Mswipe will merge PayU’s existing offline POS business into its existing operations. PayU had gotten into the POS business less than a year ago (in July 2016), so this is a pretty quick admission of this-is-not-what-we-want-to-do. In a statement, B Amrish Rau, CEO at PayU India, acknowledges that the focus will be on online only, saying “We are laser focused on the online space and continue to increase our market share through new fintech products and innovation. Apart from the acquisition, Mswipe merchants will be able to offer Internet payment services offered by PayU India, and PayU will push Mswipe to its merchants for POS services related requirements. Note that PayU’s online-only focus may be a function of a management change, after it acquired CitrusPay in September 2016.

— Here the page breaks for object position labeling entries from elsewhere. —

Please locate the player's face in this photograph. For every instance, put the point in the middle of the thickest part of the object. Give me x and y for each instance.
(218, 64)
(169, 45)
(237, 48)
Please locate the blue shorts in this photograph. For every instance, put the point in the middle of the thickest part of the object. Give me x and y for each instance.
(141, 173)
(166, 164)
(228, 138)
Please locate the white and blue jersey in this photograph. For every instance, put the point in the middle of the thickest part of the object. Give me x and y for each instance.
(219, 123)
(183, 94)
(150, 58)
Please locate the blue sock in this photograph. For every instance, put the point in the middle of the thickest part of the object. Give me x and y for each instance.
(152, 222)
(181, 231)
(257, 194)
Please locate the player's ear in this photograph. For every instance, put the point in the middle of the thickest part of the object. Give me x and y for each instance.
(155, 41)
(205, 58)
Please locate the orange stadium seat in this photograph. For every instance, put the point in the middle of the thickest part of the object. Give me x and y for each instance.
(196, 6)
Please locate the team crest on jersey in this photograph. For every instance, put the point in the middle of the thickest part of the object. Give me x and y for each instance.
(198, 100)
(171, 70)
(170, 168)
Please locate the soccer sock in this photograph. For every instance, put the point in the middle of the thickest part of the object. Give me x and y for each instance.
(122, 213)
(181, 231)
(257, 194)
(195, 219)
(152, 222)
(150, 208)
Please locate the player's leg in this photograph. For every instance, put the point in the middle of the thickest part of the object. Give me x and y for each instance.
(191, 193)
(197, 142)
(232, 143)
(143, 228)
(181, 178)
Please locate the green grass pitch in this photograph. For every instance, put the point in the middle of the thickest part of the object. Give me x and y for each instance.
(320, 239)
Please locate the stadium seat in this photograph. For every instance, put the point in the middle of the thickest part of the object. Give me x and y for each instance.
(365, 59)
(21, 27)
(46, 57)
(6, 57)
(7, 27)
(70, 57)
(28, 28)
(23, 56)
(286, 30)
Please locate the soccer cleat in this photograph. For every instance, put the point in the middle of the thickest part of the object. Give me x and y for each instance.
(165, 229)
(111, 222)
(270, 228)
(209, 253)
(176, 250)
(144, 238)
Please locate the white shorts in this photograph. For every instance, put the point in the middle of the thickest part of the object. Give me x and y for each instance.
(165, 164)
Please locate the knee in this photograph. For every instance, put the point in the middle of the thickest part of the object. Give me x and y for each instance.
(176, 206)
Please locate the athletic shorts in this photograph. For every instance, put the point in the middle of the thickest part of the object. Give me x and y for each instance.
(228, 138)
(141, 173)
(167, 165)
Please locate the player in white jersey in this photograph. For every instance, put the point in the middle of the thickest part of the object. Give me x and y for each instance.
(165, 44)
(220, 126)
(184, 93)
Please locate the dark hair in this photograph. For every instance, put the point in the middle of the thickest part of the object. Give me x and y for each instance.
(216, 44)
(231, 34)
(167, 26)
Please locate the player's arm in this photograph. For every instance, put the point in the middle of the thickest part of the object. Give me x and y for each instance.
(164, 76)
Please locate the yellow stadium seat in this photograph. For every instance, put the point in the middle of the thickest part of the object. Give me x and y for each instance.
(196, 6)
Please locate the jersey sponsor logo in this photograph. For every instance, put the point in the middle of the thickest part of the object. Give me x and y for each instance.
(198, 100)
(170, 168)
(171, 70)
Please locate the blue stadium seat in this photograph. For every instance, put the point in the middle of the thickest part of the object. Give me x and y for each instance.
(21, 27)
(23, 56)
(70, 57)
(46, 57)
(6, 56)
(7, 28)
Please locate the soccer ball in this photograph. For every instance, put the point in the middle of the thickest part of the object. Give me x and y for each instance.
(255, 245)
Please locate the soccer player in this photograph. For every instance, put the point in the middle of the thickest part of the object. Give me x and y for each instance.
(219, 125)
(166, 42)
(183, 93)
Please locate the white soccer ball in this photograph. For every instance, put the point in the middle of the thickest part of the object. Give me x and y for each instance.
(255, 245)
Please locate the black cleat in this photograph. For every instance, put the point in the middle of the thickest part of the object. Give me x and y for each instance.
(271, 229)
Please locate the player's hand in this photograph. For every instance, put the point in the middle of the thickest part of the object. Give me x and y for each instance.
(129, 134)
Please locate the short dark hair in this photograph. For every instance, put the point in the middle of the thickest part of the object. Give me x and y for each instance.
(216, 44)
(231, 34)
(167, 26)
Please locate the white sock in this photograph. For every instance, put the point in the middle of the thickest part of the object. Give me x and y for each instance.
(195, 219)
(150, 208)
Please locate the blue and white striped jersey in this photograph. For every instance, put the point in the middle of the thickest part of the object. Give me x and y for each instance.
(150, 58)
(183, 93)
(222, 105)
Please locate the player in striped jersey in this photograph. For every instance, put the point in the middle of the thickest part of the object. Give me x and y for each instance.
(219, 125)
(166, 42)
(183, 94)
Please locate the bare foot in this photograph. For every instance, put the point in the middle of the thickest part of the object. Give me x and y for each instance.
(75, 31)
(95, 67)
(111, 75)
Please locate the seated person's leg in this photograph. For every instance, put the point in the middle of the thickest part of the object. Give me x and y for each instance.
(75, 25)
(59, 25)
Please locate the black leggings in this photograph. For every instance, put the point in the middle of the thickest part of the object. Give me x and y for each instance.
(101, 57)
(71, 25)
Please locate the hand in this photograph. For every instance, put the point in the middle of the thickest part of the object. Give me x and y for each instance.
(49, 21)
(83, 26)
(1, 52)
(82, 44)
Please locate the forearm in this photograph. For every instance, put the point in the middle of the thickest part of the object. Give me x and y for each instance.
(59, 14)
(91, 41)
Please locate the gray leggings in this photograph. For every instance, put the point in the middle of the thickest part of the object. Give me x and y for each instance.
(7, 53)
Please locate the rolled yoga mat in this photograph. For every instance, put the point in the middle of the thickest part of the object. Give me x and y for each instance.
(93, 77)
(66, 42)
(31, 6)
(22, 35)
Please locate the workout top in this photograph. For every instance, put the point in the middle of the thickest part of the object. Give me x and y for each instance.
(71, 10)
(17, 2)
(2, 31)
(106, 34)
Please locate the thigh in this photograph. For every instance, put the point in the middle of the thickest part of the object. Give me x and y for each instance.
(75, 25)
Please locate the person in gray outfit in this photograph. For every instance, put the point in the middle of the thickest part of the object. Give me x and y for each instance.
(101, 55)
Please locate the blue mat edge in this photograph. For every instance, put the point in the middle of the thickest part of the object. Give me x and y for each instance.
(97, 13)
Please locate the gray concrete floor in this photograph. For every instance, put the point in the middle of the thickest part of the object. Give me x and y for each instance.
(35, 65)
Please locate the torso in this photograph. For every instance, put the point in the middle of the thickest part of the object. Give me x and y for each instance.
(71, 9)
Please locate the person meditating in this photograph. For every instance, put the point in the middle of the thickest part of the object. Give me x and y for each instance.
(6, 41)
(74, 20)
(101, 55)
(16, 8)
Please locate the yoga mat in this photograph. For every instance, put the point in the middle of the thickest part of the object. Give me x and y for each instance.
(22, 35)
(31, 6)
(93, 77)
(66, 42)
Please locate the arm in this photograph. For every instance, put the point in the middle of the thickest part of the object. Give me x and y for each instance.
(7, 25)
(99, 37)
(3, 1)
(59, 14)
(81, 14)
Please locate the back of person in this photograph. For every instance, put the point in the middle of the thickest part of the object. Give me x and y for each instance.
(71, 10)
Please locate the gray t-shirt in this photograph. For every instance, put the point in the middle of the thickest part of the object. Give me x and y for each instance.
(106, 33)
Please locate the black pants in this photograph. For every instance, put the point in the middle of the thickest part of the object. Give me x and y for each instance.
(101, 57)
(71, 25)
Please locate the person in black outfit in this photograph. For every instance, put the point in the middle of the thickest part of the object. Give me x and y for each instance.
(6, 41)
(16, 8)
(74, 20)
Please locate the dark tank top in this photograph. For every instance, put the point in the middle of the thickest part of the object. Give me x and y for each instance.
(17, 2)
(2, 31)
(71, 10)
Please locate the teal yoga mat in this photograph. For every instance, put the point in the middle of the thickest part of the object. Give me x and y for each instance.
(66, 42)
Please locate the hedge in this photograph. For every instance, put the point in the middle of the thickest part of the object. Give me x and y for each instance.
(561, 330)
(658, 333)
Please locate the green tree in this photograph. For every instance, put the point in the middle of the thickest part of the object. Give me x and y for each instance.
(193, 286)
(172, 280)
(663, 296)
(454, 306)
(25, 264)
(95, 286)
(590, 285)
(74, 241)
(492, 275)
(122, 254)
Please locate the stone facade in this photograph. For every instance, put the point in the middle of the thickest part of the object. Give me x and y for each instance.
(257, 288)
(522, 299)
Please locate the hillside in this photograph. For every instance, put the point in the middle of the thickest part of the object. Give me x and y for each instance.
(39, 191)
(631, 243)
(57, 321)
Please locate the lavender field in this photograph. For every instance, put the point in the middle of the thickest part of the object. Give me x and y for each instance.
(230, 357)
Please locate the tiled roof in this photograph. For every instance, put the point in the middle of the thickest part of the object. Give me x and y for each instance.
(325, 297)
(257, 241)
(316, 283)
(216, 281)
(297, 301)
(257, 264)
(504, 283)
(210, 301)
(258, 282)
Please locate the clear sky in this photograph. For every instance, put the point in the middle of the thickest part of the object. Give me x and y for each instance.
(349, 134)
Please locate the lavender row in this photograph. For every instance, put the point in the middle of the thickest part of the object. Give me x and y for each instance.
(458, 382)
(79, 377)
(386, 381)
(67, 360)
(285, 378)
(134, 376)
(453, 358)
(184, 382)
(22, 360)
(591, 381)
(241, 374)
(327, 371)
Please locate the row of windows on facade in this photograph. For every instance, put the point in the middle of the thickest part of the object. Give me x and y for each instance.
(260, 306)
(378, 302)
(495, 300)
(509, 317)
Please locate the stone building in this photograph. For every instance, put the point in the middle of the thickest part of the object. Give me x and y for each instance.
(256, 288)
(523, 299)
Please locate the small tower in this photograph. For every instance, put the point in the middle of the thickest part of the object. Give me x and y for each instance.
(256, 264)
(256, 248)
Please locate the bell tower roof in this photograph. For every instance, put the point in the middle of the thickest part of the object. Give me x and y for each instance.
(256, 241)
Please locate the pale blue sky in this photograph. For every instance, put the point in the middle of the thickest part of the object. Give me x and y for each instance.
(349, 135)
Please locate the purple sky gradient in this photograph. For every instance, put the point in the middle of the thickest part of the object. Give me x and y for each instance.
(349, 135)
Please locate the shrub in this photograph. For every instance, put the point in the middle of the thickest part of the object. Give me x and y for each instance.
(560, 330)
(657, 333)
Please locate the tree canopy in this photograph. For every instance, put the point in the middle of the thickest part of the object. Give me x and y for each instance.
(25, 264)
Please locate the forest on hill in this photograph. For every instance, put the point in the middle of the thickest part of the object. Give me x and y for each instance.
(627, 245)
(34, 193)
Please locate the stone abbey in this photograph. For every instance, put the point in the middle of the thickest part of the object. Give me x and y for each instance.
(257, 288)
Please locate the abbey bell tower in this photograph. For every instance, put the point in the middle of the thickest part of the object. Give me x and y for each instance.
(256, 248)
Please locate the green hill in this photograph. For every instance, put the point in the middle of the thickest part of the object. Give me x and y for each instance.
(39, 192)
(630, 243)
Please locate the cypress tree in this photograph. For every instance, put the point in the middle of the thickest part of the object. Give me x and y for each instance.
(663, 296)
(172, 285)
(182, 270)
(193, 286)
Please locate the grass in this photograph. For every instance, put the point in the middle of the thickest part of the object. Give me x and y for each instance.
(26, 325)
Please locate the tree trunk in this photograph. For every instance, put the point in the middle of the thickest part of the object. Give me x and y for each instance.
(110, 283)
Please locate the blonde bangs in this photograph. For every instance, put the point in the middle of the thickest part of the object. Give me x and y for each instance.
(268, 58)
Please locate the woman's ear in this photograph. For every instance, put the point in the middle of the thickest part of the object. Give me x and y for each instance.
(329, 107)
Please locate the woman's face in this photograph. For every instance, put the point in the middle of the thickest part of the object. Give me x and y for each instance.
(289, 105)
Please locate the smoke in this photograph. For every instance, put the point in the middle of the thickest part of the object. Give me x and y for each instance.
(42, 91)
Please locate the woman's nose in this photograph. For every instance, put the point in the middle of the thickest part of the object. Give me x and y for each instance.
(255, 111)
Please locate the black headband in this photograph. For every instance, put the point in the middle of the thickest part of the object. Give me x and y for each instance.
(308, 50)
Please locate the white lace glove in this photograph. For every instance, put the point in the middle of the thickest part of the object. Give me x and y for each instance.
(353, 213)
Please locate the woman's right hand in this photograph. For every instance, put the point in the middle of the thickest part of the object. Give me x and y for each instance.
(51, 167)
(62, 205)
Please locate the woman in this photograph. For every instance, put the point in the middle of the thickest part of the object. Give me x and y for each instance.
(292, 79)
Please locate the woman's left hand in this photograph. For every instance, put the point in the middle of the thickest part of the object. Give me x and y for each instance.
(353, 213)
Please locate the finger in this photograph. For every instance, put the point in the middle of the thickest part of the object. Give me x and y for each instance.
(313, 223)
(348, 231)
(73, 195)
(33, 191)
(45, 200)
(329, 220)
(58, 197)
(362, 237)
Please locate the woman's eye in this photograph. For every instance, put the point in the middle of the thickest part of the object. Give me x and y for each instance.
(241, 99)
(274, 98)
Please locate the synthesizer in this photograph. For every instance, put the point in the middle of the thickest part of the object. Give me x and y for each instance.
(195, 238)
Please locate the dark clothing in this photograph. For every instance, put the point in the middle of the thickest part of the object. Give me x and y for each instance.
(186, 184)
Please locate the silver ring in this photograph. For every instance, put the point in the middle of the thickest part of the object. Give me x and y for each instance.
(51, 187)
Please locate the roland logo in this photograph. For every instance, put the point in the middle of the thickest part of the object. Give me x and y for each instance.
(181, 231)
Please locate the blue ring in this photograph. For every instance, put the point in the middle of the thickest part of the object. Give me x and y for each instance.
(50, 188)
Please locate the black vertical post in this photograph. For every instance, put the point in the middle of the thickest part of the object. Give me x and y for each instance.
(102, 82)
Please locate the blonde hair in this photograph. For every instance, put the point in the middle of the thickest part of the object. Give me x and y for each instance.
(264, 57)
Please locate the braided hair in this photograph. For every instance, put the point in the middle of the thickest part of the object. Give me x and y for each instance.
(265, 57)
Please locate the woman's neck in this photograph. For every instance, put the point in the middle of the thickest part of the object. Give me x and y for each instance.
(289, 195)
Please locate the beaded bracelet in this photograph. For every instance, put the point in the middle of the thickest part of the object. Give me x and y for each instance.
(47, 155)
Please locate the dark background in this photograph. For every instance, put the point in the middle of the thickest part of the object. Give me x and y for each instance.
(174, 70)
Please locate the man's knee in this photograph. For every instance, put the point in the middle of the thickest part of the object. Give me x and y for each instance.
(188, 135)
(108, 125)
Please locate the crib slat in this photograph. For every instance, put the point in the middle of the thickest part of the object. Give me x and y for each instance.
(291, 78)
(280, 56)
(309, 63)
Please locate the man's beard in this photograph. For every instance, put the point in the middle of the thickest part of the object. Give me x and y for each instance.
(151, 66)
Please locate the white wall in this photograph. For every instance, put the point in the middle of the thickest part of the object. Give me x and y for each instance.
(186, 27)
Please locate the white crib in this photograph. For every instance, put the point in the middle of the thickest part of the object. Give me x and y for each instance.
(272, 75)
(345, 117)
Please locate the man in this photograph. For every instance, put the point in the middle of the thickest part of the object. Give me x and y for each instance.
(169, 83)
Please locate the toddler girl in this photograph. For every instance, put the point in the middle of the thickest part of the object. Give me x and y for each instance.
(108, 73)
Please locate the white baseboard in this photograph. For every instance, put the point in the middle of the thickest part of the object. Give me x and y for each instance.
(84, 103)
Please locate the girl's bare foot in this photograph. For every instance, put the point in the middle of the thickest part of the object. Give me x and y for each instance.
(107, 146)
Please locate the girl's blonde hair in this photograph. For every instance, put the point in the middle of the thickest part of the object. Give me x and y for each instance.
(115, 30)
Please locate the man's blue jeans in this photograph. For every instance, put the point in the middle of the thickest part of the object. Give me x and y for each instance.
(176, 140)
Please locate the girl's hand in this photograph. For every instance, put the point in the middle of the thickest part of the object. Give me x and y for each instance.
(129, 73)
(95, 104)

With this acquisition, Mswipe will have 220,000 machines across over 550 cities, according to the company, and a combined team strength of over 2,000 employees. Mswipe says that around 80% of its customer base is SME merchants, supported by 2-3 employees, with a turnover of Rs 1-5 Lakh per month. Demonetization appears to have helped the company, which says that transaction volume on the Mswipe network has “grown 4 times while number of installations has grown 3 times.”

All in all, Mswipe has raised a total of $32 million from investors like Falcon Edge Capital, Matrix Capital Partners, DSG Partners and Axis Bank. It’s upcoming battles are likely to be will be on three fronts.

Developments in the POS space

– Merchants choosing QR codes over POS machines: the proliferation of POS machines needs wider penetration of credit and debit cards, which leads to a demand for machines to service them. But there is probably less of a challenge, when it comes to mobile phones and QR codes: As Paytm founder Vijay Shekhar Sharma once told MediaNama, “the consumer has a dumb device called card, and what merchants carry is a smart device called POS with Internet connection. So, we are changing that structure. We are saying that merchant will not have a smart device or Internet connection, and consumer will have that. So payment happens via a QR code and the processing happens on the consumer side.”

That doesn’t mean there isn’t an up-side for Mswipe here: at least in case of debit cards, a majority of them are used merely for ATM withdrawals and not merchant payments. So there is room to grow if card companies can help change behavior, which is what demonetization would have helped with.

– Aadhaar enabled POS: The RBI has mandated that all new card acceptance machines will need to have Aadhaar and biometric capabilities essentially turning all new POS machines to mini-ATMs, which essentially means that POS terminal companies will have to invest in CAPEX to upgrade/replace the machines. Mswipe recently partnered with Samsung Pay, to launch terminals which allow for NFC based payments, but we checked, and the Wisepad G2 from Mswipe (pdf) does not allow for fingerprint authentication, which is necessary for Aadhaar authentication

That said, the deadline for Aadhaar-enabling POS machines has been pushed frequently. The first notification came out in November 2013.